MikroTV.ID, Islamabad – Sedikitnya 24 orang, termasuk anak-anak, tewas dalam ledakan di Khyber Pakhtunkhwa, Pakistan barat laut.
Polisi menyebut ledakan berasal dari gudang bahan peledak milik Taliban Pakistan, namun oposisi menuding militer melakukan serangan udara yang menargetkan warga sipil.
Melansir dari Al Jazeera, sedikitnya 24 orang, termasuk anak-anak, tewas dalam sebuah ledakan besar di wilayah terpencil provinsi Khyber Pakhtunkhwa, Pakistan barat laut, Senin dini hari (22/9/2025).
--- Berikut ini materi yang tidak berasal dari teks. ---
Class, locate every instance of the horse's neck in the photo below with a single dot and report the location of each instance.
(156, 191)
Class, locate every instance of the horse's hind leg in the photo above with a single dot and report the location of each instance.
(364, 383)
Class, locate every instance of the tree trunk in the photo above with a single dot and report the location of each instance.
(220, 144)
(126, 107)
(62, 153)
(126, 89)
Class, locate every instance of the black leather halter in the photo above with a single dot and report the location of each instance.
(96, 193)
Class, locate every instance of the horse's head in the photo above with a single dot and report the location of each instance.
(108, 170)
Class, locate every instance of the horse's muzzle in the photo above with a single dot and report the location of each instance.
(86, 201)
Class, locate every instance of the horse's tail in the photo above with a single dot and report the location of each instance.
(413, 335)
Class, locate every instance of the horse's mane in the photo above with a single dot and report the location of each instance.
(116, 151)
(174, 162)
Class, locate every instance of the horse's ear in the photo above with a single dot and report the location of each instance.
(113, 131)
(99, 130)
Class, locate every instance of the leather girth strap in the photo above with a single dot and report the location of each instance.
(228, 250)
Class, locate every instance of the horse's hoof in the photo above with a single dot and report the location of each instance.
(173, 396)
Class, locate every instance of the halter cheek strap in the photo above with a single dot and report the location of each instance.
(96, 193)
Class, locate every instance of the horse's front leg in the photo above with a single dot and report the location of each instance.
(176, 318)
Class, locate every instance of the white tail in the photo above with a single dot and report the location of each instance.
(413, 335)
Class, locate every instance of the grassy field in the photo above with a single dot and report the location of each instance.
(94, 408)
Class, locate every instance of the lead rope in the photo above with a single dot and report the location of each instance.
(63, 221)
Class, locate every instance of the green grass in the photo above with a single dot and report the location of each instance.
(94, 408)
Ledakan tersebut memicu desakan investigasi mendalam, setelah laporan berbeda bermunculan mengenai penyebab peristiwa yang menewaskan 14 pejuang Taliban Pakistan (TTP) dan 10 warga sipil, termasuk perempuan dan anak-anak.
Seorang pejabat kepolisian lokal mengatakan bahan peledak yang disimpan di kompleks milik TTP di Lembah Tirah diduga menjadi penyebab ledakan.
Namun, tokoh oposisi dan warga setempat justru menuding militer Pakistan melakukan serangan udara pada malam hari sebagai bagian dari operasi antiteror.
Oposisi Tuding Militer Pakistan
Menurut laporan Al Jazeera, Iqbal Afridi, anggota oposisi Majelis Nasional, menyebut “pesawat tempur pasukan Pakistan melakukan serangan udara yang menyebabkan ledakan tersebut.”
Hal senada diungkapkan Sohail Khan Afridi, anggota parlemen provinsi Khyber Pakhtunkhwa, yang menegaskan bahwa kejadian ini adalah bentuk serangan terhadap warga sipil tak bersenjata.
Ketua majelis provinsi, Babar Saleem Swati, juga menulis di akun X bahwa rumah-rumah hancur akibat pemboman jet tempur.